US: 2 men charged in drug-related murder
Deirdre M. Daly, Acting United States Attorney for the District of Connecticut, announced that a federal grand jury sitting in New Haven has returned an eight-count indictment charging Johnnie Jefferson, also known as "Jeezy," 23, and Trumaine HEarst, also known as "Man," 19, both of Bridgeport, with murder, robbery, drug and firearms offenses related to the October 2012 death of Dawayne Cobb in Bridgeport.
On October 10, 2012, at approximately 6:20 p.m., the body of Dawayne Cobb was discovered in the driver seat of an idling vehicle in the vicinity of 220 Sunshine Circle in Bridgeport. Cobb had gunshot wounds in his shoulder and abdomen.
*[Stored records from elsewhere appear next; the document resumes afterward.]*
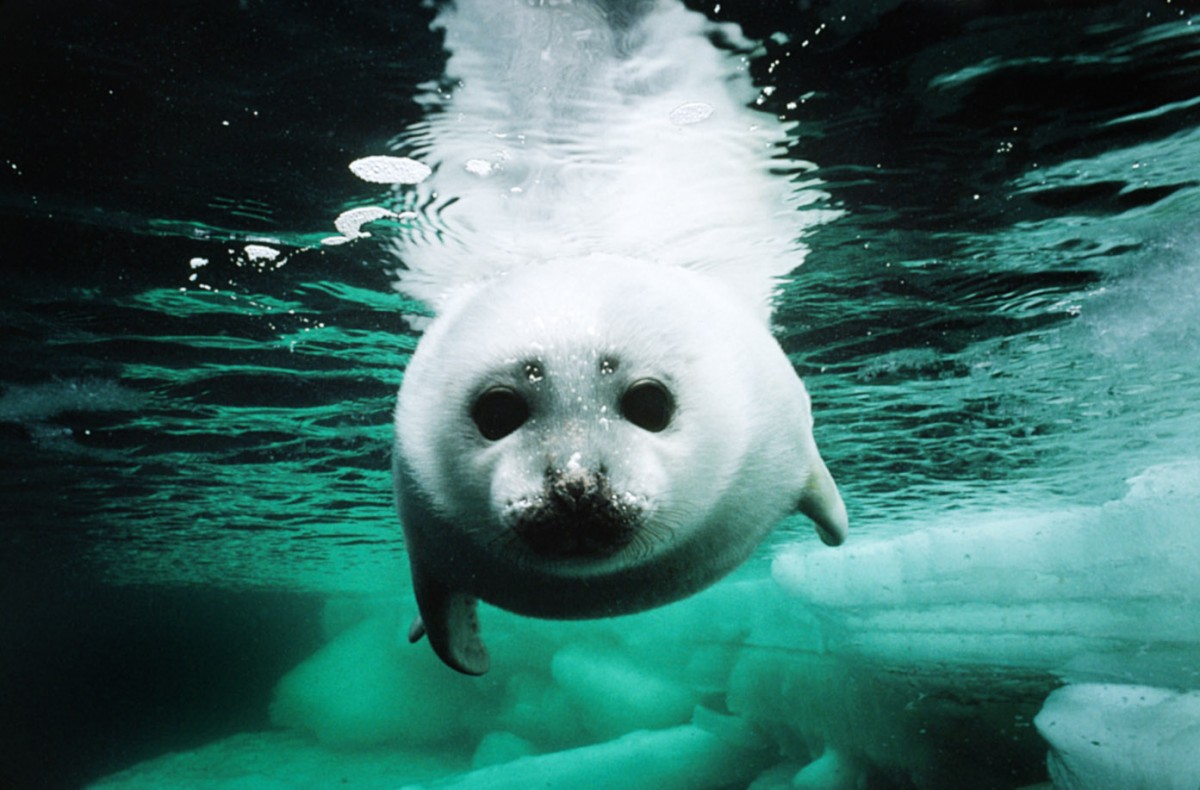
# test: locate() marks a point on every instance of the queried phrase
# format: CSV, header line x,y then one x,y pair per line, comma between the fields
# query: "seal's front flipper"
x,y
821,502
450,621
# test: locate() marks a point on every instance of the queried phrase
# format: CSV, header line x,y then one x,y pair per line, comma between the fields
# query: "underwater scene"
x,y
971,228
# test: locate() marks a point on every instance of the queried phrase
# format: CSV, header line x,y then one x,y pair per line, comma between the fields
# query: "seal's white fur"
x,y
604,214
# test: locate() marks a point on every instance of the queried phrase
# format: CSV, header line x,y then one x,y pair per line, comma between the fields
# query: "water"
x,y
996,313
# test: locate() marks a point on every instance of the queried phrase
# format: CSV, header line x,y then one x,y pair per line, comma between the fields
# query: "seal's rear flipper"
x,y
821,502
451,623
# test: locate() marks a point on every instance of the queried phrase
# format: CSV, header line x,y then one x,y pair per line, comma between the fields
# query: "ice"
x,y
921,659
1122,736
361,690
688,758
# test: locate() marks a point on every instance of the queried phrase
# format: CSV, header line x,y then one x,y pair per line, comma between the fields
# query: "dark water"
x,y
195,442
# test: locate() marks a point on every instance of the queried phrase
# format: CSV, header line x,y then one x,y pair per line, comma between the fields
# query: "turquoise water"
x,y
997,317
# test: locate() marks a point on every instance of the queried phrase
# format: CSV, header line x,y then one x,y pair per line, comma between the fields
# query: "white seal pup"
x,y
594,437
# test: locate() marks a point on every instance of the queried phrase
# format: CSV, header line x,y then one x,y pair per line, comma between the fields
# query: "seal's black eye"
x,y
648,405
498,412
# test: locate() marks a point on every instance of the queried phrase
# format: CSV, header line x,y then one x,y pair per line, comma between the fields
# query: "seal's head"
x,y
591,438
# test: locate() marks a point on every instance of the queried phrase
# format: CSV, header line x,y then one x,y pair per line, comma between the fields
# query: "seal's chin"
x,y
579,518
580,539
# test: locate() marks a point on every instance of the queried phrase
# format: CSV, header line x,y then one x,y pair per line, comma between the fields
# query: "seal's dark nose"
x,y
579,518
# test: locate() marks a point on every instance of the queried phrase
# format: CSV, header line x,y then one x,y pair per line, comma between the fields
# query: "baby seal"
x,y
594,437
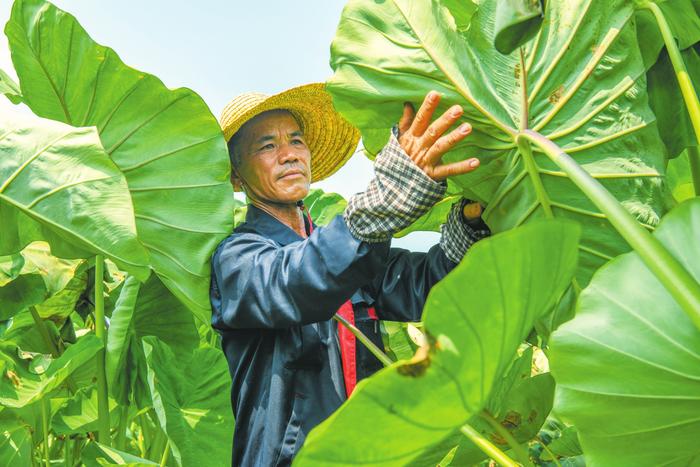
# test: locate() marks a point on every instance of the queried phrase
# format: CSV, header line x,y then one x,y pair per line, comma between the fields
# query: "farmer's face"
x,y
274,161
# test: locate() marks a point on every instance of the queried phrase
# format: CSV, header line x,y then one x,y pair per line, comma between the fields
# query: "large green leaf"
x,y
667,102
628,366
679,178
582,79
79,413
25,291
517,22
473,342
682,17
461,12
166,142
20,386
323,207
58,184
147,309
9,88
192,399
23,331
52,284
99,455
520,404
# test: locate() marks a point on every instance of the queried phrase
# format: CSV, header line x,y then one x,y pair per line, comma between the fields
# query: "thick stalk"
x,y
102,397
487,447
166,453
694,161
376,351
44,331
120,438
68,452
531,167
687,90
517,448
672,275
53,348
45,429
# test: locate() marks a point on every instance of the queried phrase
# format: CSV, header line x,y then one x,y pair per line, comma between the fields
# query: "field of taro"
x,y
570,337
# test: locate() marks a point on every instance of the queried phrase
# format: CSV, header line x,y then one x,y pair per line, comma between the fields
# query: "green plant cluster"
x,y
570,337
583,111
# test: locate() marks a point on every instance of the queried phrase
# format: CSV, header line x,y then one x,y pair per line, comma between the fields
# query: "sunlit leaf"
x,y
57,184
582,80
628,366
473,342
192,399
19,386
166,142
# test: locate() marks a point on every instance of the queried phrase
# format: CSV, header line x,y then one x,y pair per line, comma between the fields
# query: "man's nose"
x,y
288,154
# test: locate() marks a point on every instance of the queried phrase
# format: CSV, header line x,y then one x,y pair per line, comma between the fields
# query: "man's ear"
x,y
236,179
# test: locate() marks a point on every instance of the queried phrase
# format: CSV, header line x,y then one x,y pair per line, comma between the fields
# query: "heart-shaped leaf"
x,y
580,82
192,399
139,312
475,319
19,386
57,184
628,366
166,142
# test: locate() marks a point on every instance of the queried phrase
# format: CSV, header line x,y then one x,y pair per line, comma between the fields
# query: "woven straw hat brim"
x,y
330,138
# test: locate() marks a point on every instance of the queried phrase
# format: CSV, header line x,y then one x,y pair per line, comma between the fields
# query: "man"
x,y
278,280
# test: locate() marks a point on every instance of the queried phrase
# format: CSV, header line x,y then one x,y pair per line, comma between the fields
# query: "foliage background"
x,y
221,48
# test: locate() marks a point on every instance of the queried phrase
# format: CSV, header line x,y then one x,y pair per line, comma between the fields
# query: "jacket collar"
x,y
268,226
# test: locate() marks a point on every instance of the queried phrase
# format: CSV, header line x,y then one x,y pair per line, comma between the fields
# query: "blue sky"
x,y
223,48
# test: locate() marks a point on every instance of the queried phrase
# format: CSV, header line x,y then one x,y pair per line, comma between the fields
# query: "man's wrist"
x,y
399,194
460,233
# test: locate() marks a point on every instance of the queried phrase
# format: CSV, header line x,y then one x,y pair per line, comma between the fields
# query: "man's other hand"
x,y
425,142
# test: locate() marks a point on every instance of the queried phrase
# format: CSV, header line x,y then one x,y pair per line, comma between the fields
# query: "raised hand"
x,y
425,142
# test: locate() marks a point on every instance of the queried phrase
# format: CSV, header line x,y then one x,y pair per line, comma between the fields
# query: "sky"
x,y
223,48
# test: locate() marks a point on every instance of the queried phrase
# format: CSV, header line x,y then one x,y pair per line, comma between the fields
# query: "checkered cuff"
x,y
458,233
398,195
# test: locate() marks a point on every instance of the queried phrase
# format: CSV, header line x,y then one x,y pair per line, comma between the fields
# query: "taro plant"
x,y
123,177
586,120
560,105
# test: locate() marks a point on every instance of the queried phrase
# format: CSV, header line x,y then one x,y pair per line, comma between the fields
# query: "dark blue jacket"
x,y
273,295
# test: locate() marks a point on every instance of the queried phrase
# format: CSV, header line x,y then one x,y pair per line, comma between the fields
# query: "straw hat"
x,y
330,138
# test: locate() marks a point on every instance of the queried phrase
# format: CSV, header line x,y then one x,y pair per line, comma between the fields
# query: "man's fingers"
x,y
425,113
441,125
443,171
407,118
447,142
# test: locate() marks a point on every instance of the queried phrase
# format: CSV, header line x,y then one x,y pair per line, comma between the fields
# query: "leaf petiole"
x,y
670,272
487,446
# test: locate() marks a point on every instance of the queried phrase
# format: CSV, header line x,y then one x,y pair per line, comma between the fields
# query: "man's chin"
x,y
296,194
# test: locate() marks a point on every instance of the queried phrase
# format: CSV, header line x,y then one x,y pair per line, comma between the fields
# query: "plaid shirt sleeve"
x,y
398,195
458,233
The indictment alleges that, on October 10, 2012, Jefferson and Hearst drove together to Sunshine Circle in order to meet Cobb, murdered him, and stole marijuana from him. Jefferson and Hearst transported the stolen marijuana to a Bridgeport residence and subsequently distributed it amongst themselves and others.
The indictment charges Jefferson and Hearst with causing the death of Dawayne Cobb through the use of a firearm. This charge carries a mandatory lifetime term of imprisonment or death, should the government seek the death penalty in this matter.
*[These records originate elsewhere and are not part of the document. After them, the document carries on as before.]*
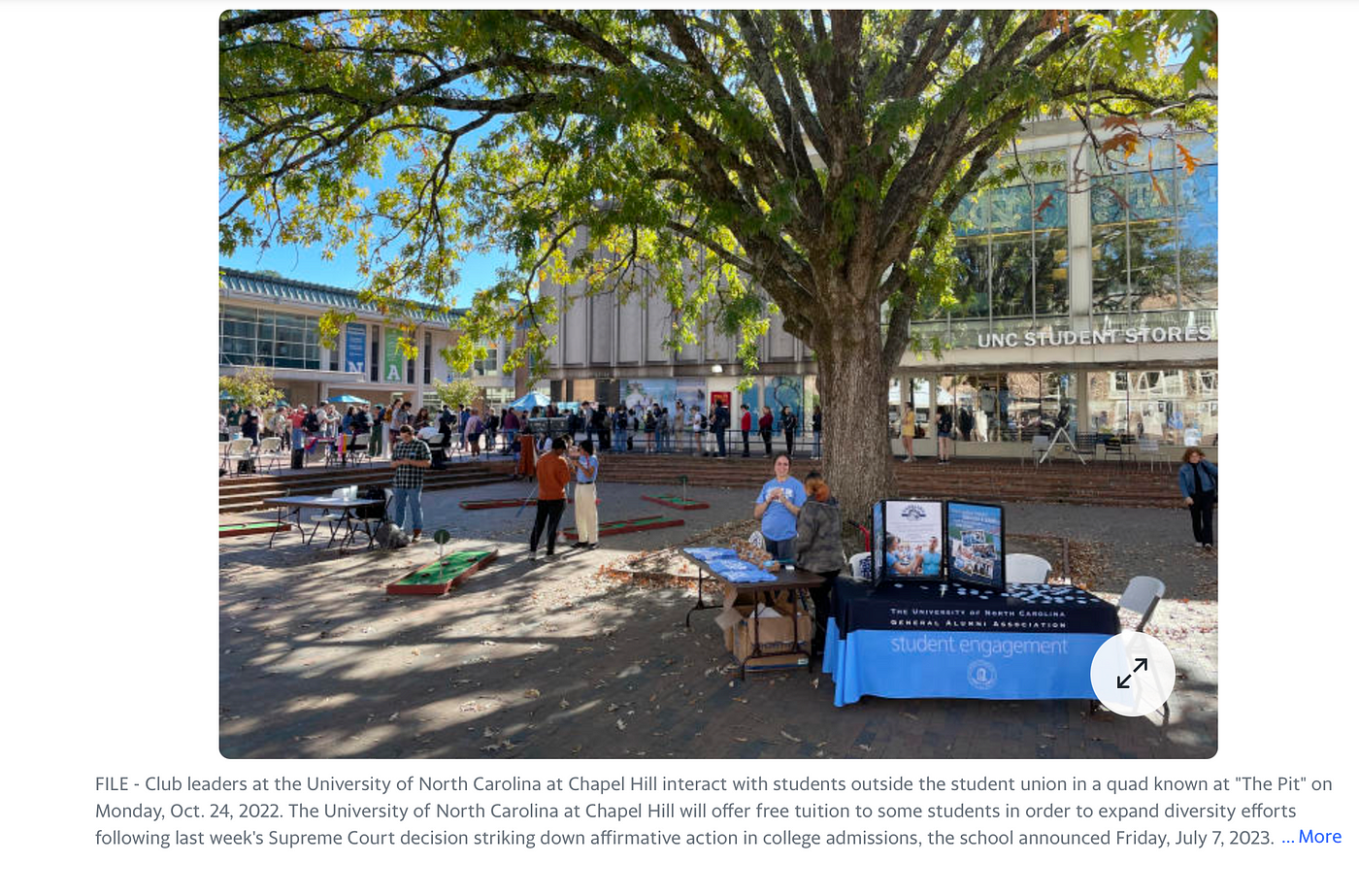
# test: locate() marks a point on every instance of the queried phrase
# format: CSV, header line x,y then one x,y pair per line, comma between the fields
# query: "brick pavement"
x,y
547,661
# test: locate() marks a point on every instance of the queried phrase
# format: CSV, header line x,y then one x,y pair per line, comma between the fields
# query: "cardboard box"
x,y
777,634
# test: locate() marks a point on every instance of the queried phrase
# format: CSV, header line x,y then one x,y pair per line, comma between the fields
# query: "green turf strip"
x,y
641,521
450,567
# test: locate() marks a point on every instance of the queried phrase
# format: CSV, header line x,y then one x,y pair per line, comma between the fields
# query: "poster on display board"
x,y
912,548
356,348
750,397
878,539
976,544
784,392
692,392
393,358
642,393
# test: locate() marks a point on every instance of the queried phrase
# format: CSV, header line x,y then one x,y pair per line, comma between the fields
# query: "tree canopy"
x,y
722,159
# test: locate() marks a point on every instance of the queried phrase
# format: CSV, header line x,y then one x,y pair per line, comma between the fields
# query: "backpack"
x,y
387,536
373,512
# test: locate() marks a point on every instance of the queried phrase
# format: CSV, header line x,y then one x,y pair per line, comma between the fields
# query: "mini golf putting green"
x,y
491,503
620,526
676,502
250,528
444,574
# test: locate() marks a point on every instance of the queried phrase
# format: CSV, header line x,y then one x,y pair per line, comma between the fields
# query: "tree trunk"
x,y
852,382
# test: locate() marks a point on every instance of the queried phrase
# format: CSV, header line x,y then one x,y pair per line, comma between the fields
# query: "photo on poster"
x,y
976,544
878,536
913,543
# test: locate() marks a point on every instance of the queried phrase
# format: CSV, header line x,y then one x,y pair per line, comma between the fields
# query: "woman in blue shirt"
x,y
1199,488
931,559
780,501
899,559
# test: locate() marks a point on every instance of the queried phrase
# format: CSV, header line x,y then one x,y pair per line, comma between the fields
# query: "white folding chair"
x,y
271,450
1026,569
1150,448
237,453
1142,596
333,516
1037,448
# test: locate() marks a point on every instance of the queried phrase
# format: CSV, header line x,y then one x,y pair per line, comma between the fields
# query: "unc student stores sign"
x,y
1097,338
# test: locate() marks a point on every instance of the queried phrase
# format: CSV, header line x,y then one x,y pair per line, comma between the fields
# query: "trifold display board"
x,y
976,544
937,542
912,542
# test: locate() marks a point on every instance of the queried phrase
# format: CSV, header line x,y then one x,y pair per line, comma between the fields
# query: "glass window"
x,y
1011,244
1198,203
1019,408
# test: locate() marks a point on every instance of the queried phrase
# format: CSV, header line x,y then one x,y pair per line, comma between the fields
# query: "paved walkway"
x,y
552,659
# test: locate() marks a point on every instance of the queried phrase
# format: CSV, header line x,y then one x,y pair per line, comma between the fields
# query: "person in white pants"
x,y
586,468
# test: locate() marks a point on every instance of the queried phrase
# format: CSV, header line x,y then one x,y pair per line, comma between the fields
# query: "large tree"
x,y
722,160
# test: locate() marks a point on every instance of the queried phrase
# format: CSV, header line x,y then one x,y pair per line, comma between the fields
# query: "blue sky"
x,y
302,263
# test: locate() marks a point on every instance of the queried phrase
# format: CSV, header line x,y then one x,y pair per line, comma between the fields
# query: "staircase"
x,y
238,494
981,481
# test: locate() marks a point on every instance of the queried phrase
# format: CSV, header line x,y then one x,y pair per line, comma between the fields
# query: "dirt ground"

The indictment also charges both defendants with conspiracy to use a firearm during and in relation to crimes of violence and drug trafficking crimes, use of a firearm during and in relation to crimes of violence, conspiracy to interfere with commerce by robbery, interference with commerce by robbery, conspiracy to possess with intent to distribute marijuana, possession with intent to distribute marijuana, and use of a firearm during and in relation to drug trafficking crimes.
The indictment was returned on July 23, 2013. Jefferson and Hearst in state custody.
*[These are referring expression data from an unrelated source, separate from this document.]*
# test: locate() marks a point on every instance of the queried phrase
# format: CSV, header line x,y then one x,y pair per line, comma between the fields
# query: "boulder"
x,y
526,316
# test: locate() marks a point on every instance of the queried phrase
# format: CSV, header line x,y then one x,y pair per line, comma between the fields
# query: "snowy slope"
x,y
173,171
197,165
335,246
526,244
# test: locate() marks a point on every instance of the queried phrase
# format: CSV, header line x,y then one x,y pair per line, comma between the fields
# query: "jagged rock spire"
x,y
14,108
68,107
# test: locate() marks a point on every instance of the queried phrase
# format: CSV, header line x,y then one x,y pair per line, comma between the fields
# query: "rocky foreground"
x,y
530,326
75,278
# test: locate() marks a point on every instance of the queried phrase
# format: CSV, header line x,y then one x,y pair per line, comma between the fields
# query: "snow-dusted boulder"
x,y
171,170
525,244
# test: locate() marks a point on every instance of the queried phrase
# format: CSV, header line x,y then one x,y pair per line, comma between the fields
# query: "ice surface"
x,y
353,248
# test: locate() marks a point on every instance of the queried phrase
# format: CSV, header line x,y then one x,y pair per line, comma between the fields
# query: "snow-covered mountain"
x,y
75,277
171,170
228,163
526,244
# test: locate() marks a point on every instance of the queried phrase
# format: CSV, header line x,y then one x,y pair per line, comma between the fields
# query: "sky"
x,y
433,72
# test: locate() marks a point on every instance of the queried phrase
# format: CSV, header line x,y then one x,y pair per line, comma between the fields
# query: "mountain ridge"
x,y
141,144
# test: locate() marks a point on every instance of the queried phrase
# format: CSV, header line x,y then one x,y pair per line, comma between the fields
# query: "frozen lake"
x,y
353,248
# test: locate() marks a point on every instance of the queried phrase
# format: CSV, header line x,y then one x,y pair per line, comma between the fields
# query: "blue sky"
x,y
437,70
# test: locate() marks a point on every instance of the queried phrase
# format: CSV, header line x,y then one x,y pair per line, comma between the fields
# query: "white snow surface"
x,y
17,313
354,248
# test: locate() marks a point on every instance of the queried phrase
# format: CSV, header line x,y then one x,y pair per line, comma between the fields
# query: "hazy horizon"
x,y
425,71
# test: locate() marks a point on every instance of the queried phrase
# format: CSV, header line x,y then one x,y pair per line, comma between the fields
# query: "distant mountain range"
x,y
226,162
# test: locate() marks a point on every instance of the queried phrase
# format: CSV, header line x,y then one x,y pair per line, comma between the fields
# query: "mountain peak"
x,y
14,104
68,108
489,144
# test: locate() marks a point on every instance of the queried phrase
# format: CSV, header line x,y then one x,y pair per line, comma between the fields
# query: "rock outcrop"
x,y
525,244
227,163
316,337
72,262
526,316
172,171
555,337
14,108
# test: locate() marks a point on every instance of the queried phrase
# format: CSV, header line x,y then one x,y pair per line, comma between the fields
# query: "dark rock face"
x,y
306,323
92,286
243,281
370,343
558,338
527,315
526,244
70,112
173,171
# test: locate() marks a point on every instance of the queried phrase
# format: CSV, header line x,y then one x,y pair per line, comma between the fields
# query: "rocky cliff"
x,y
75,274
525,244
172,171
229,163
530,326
This matter is being investigated by Bridgeport Police Department and the FBI's Bridgeport Safe Streets Task Force, which includes the Bridgeport, Norwalk, Trumbull, and Fairfield Police Departments. The case is being prosecuted by Assistant United States Attorneys Tracy Dayton and Rahul Kale.
Acting U.S. Attorney Daly stressed that an indictment is not evidence of guilt. Charges are only allegations, and each defendant is presumed innocent unless and until proven guilty beyond a reasonable doubt.